Brownie, is she involved in a church group anywhere? A nurse I work with works as a school nurse nearby and there was a single mom with terminal CA. They were working with the school and church this woman attended to place the kids together prior to her death so it would all be done and there wouldn't be any loose ends. If she has mets, she needs to focus on her kids and finding a good home for them. Sounds like her boyfriend and family aren't good candidates. How sad.

God bless you for caring enough to get involved. Hang in there! Good luck and please let us know what happens.

(((brownie))))

I truly feel for you and this pt in this situation....

there is no time or distance with God.
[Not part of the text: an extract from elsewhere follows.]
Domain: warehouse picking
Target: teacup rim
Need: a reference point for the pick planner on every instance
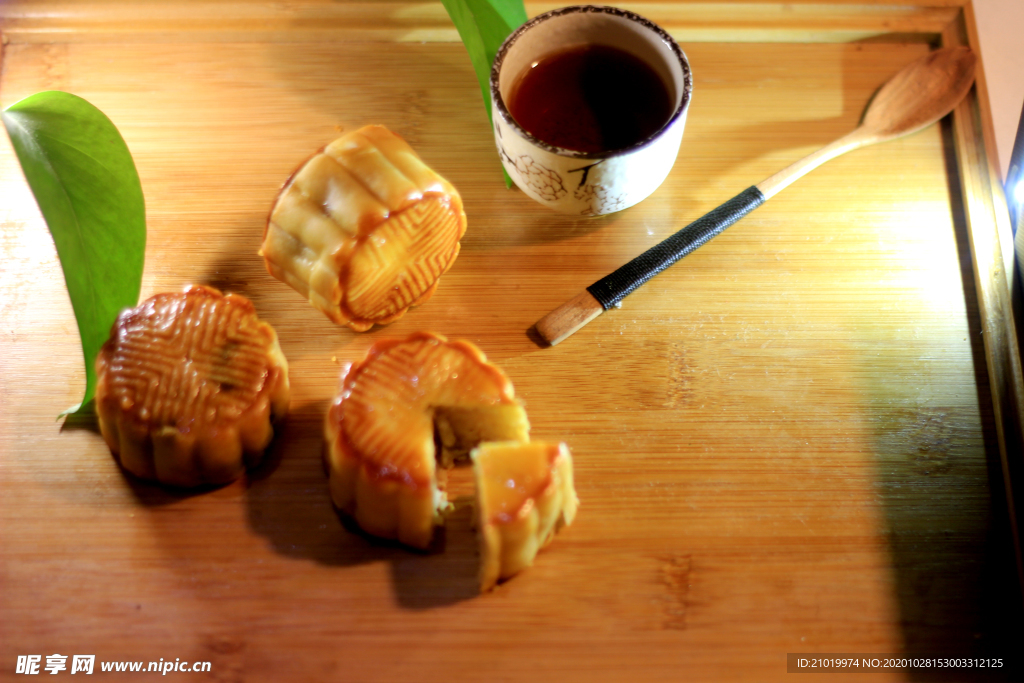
(684, 100)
I will be praying for this patient, and I pray also that the Lord will allow you to see the fruit of your help to her....

"Dear Jesus, I thank You that You are so close to me today that I can just ask You to put Your healing touch into this situation and help this cancer patient with whatever she may need. Put before her people who care as You care, and the assistance that can truly help her situation. And I pray that You will put peace into Brownie's heart that You have done all these things because of Your love for us. In Jesus' Name, I pray....amen."
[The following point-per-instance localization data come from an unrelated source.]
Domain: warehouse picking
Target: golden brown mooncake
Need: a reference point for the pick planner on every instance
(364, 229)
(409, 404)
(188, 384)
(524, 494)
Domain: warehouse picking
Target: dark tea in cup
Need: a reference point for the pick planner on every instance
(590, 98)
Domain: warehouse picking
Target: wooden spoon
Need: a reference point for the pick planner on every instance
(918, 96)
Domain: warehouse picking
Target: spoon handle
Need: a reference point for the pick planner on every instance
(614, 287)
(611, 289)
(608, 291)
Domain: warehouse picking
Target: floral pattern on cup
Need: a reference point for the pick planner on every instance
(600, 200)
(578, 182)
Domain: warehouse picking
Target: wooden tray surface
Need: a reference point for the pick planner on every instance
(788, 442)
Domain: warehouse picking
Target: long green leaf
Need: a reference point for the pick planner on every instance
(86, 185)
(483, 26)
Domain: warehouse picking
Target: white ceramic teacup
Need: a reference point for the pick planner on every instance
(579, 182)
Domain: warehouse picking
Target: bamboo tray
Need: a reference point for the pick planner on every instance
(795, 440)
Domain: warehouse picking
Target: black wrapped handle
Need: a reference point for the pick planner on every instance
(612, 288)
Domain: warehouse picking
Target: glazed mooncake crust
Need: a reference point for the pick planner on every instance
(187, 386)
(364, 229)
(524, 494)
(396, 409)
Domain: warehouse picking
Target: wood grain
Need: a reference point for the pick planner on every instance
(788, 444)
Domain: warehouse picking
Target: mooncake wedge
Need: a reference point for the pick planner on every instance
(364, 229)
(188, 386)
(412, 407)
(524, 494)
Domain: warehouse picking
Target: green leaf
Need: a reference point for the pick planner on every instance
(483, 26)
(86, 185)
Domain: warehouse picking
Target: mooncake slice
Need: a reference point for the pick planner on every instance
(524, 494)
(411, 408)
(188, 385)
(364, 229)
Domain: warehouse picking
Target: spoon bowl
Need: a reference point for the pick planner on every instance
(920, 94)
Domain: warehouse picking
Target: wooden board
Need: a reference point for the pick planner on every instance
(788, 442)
Specializes in Everything except surgery.

(((((((((((((((((((((Sleepyeyes))))))))))))))))))))))))

Your prayer...brought tears to my eyes...and I truly felt the warmth of his love surround me...so I must believe...that she felt it also! I can never thank you enough for taking the time...to be soo thoughtful, and comforting...even thru your own trials..:kiss:!

May your day be blessed...and your soul lifted...each and everyday of your life.. thank you :cool:

fedupnurse...thank you...:kiss:...for the information you posted. I'm not aware of any church involvement, but she has an ex-husband...so I think the children would probably go to him. I just hope he isn't as pathetic as the boyfriend. But...I know she was divorced about the same time she got the first news of CA! And she never mentioned the ex at all. I found out about her being divorced from the MD who spoke so highly of her.

From what she told me...when she went thru her mastectomy, reconstruction, and chemo...her mom..was little help at all! Her friend was trying to tell her...that she bet her mom would help her. And she began to tell us...just how little her mom helped her the first time. In fact her mother was pretty callous in dealing with her! She said she might help for a couple of days...but that would be it!

Thank you fadingyouth.:kiss:..for explaining about HOPE! I didn't know about this program...and will pass this onto her...if she doesn't already have the information, by the time she comes back to the hospital. I'm sooo sorry...about how you found out this information...but glad you were willing to share!:cool:

I have decided...that I will give her my number...and be willing to help in anyway I can. I believe...I couldn't live with myself...if I didn't at least offer her assistance. As I have said...there but for the grace of God go I. And the Lord has blessed me to be a blessing to others. So I will.